View of R. Luke DuBois’s installation Expression Portrait for Face Values at Cooper Hewitt. Installation design by Matter Architecture Practice.

The design brief given to the forty participating countries, cities, and territories asked for spaces that drew attention to the ways in which design impacts human emotion. The design team assembled by Cooper Hewitt decided to turn that prompt on its head, asking: How can human emotion be used to impact design?

We are attuned to recognize the ways in which specific facial expressions can reveal our emotions. Some of these telltale signs are reasonably universal—laughter, for example, does similar things to people’s faces worldwide, as does disgust. However, many emotions impact our faces in culturally specific ways. In the United States, we read a smile that uses only your mouth, and not your eyes, as insincere. But in many other parts of the world, a wide grin is considered impolite. Familiarity gives us the best insights—loved ones read our faces like an open book, using facial cues to recognize sadness and anger faster and more accurately than acquaintances or coworkers ever could.

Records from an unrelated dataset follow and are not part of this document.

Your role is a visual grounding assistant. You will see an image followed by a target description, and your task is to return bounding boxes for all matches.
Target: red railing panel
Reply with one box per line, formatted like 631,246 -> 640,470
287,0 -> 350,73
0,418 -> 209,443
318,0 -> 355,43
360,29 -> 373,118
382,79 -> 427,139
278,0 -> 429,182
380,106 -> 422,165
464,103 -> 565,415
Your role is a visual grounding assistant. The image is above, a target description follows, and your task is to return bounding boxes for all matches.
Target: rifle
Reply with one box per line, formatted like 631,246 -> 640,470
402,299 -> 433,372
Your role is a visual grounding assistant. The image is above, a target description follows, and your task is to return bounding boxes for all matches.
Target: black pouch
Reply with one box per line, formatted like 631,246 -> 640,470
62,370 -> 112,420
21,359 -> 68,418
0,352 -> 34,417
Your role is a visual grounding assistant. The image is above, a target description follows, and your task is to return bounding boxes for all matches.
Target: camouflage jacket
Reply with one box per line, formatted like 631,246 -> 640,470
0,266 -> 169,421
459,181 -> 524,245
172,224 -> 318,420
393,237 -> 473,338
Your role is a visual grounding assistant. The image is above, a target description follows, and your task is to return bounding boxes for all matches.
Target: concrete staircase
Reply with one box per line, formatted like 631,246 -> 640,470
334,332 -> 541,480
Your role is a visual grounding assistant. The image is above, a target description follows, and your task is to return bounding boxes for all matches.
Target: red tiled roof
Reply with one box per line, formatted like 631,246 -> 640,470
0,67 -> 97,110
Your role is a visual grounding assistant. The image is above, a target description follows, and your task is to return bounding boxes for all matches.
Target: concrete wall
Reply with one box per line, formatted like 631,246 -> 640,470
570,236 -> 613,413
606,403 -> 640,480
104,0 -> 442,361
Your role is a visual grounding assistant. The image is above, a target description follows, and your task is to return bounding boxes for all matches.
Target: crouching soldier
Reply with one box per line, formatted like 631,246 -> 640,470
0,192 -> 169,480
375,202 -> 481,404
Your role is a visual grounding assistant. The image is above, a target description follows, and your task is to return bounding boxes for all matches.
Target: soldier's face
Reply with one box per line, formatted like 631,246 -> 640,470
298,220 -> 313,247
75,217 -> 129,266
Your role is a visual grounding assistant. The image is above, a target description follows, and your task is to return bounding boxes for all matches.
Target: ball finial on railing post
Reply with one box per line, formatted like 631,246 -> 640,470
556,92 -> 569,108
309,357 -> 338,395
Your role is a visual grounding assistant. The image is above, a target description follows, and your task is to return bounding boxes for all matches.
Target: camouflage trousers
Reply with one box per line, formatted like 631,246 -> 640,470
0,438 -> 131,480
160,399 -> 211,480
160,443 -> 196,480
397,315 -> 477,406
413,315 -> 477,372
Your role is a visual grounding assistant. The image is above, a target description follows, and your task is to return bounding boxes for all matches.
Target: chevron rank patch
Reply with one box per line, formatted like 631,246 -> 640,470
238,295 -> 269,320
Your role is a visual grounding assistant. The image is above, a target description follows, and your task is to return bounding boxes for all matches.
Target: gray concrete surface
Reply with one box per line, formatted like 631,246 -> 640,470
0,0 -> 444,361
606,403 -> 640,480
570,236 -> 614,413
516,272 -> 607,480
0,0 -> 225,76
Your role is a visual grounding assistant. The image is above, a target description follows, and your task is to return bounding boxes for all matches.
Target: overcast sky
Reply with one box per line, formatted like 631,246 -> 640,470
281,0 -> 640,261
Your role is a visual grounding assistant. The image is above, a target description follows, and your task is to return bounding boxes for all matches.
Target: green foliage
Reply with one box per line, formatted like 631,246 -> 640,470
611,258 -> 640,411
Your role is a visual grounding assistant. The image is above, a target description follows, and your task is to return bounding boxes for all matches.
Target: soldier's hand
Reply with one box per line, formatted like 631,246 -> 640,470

Over the last ten years, advances in computing have given rise to a variety of software that performs different kinds of facial recognition on digital images, videos, or live camera feeds. These systems claim to accomplish tasks or provide some sort of insight that the computer can give more rapidly, accurately, or inexpensively than a human. Some of these tasks are menial. A setting on your digital camera tells you when someone blinked in a photo. Auto-tagging identifies your friends in photos you post on social media. Other uses are downright innovative. A computer vision algorithm detects a person’s heart rate using ordinary webcams. A computer service purports to infer “deception,” partially through looking at facial cues in videos.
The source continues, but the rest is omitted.